Hong Kong Economy

Hong Kong Economy

On July 1, 1997, Hong Kong became part of China again, having previously been the last British colony in the region. Long before the takeover, Chinese leaders declared that the capitalist system would continue in Hong Kong. The trade union movement HKCTU is a strong force that defends the rights and democracy of employees. In recent years, protests in Hong Kong have increased, many people are demanding increased democracy and an end to policing. Several trade unionists have taken part in the protests.


Hong Kong developed into one of the world’s largest trading centers after World War II. The annual per capita income of US $ 38,420 (2013) is one of the highest in Asia. The rapid development of a labor-intensive export industry was facilitated by the influx of entrepreneurs and workers who fled from mainland China to Hong Kong in the 1950s. However, Hong Kong’s international competitiveness and dynamic economic development were called into question at the end of the 1970s by rising wage and property costs and the protectionism of Western trading partners. This crisis coincided with China’s opening up to foreign trade, which offered opportunities for economic integration with mainland China’s economy. From 1979 onwards, high levels of foreign investment flowed into southern China from and via Hong Kong; most of the manufacturing industry was relocated to the mainland. At the same time, China became the largest investor in Hong Kong. For example, China also invested in the construction of roads, tunnels and docks. See abbreviationfinder.org for acronyms about Hong Kong.

After an annual real GDP growth of 7.7% in the years 1980-88, there were considerable slumps as a result of the Asian financial crisis of 1997. After an average GDP growth of only 2% in the years 2001-03, the GDP- Growth can be increased to (2013) 3.0%.

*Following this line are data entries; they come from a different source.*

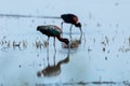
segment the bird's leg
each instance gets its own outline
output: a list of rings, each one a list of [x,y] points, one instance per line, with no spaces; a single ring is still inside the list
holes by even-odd
[[[54,45],[54,52],[56,52],[56,47],[55,47],[55,38],[54,38],[53,45]]]
[[[63,22],[61,23],[62,35],[63,35]]]
[[[70,29],[69,29],[69,31],[70,31],[70,33],[69,33],[70,41],[72,41],[72,28],[73,28],[73,25],[70,26]]]
[[[48,44],[49,44],[49,39],[50,39],[50,37],[48,37]],[[47,59],[48,59],[48,66],[50,66],[50,63],[49,63],[49,45],[48,45],[47,54],[48,54],[48,57],[47,57]]]
[[[62,28],[62,31],[63,31],[63,23],[64,23],[64,22],[62,22],[62,23],[61,23],[61,28]]]
[[[55,66],[55,55],[56,55],[56,52],[54,52],[54,57],[53,57],[53,59],[54,59],[54,66]]]

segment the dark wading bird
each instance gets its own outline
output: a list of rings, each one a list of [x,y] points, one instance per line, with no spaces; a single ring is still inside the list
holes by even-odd
[[[78,17],[76,15],[74,15],[74,14],[63,14],[63,15],[61,15],[61,18],[64,20],[64,22],[61,23],[62,29],[63,29],[63,23],[72,24],[70,29],[69,29],[70,34],[72,34],[73,25],[78,27],[80,29],[81,34],[82,34],[81,24],[78,23]]]
[[[40,31],[41,33],[48,35],[48,43],[49,43],[50,37],[54,38],[54,43],[53,43],[54,48],[55,48],[55,38],[57,38],[61,42],[64,42],[67,45],[69,44],[68,39],[61,37],[62,30],[57,26],[54,26],[54,25],[38,26],[37,30]]]

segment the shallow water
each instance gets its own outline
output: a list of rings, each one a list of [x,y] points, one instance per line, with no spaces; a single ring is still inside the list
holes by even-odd
[[[82,26],[77,48],[62,47],[53,38],[36,30],[39,25],[57,25],[62,20],[0,17],[0,86],[129,86],[129,29],[117,26]],[[63,37],[69,39],[70,25]],[[91,28],[90,28],[91,27]],[[80,32],[73,27],[73,40]],[[110,28],[110,29],[108,29]],[[121,39],[120,39],[121,38]],[[48,60],[49,58],[49,60]],[[38,72],[48,68],[44,76]]]

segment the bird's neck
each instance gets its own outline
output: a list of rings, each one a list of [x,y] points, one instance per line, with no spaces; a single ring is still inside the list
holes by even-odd
[[[63,39],[61,35],[58,35],[57,39],[58,39],[61,42],[64,42],[64,39]]]

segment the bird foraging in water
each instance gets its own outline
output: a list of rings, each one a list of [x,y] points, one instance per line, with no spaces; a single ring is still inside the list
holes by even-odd
[[[63,29],[63,23],[72,24],[70,33],[72,33],[72,27],[73,27],[73,25],[75,25],[76,27],[79,27],[79,30],[82,34],[81,24],[78,23],[78,17],[76,15],[74,15],[74,14],[62,14],[61,18],[64,20],[64,22],[61,23],[62,29]]]
[[[58,41],[64,42],[65,44],[69,44],[68,39],[64,39],[61,37],[62,30],[57,26],[54,25],[47,25],[47,26],[38,26],[37,30],[41,33],[48,35],[48,42],[50,37],[54,38],[54,47],[55,47],[55,38],[58,39]]]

Foreign trade: As a financial and trade center, Hong Kong is particularly dependent on foreign trade, in particular on its production base on the mainland. Raw materials and semi-finished products are transported to China for further processing with a contractual agreement on subsequent reimportation to Hong Kong. This makes China by far Hong Kong’s most important trading partner, with re-exports making up a large proportion of total exports (2012: 98.3%). The USA is the second most important buyer country for exports; Japan ranks third. The most important imports (2012) – apart from China (45.5%) – came from Japan (7.7%), Singapore (6.3%) and the USA (6.0%).


The agricultural sector is insignificant (2012) with a share of 0.1% of GDP. The major part of the food requirement (especially rice, the most important staple food) is imported from the mainland. However, 59.5% of the demand for live poultry is still obtained in Hong Kong itself and around 45.7% of the fish supply in Hong Kong’s marine environment.


In the course of the outsourcing of large parts of industrial production, the contribution of industry to GDP fell from 36% in 1979 to 7% in 2012. The textile and electronics industries are among the largest industries and foreign exchange providers in the manufacturing sector, as long as there are no re-exports of goods produced in China. About 75–80% of all manufacturing companies have production facilities in China (the New Territories are bordered by the Chinese province of Guangdong with the Shenzhen Special Economic Zone). Hong Kong is characterized by the low number of employees in the manufacturing sector, averaging 10 people.

Service sector

By outsourcing most of its industrial production to southern China, Hong Kong is concentrating on its function as a trade, financial and service center for China and the East Asian region. In addition, air transport, computer services, banks, insurance, etc. are important branches of this area. The high share of (2012) 80% of employees in this sector and 93% of GDP makes the structural change clear. Hong Kong has developed into the most important exhibition and convention center in the Asia-Pacific region. It is also the location of numerous regional headquarters for foreign companies, primarily from the USA and Japan.

Tourism: With 48.6 million visitors in 2012, including 34.9 million tourists from the mainland, tourism is of outstanding importance for the economy with its high foreign exchange income.


Because of the limited space, there are many traffic problems in Hong Kong. The main load of passenger traffic is handled by buses, the state railroad and the underground (constant expansion). Hong Kong ranks third in the world in container shipping. The expansion of the infrastructure funded by Hong Kong (new construction of the airport and seaport, construction of the Ting Kau Bridge [1,177 m long; completion 1998] and the two-story Tsing Ma Bridge [road and rail bridge, span 1,377 m, Completion 1997]) should add to Hong Kong’s further attractiveness for foreign capital. Off the island of Lantau, around 25 km from Kowloon, the new Chek Lap Kok airport was built on a 1,248 hectare platform (commissioned in 1998 after seven years of construction), which replaced Kai Tak Airport (Kowloon), which had reached its capacity limits at the time and was also difficult to navigate. An approximately 50 km long bridge and tunnel connection between the two special economic zones Hong Kong (from the northwest of Lantau Island) and Macau and on to Zhuhai has been under construction since 2009; A connection is also planned between Chep Lap Kok Airport and Tuen Mun in the New Territories.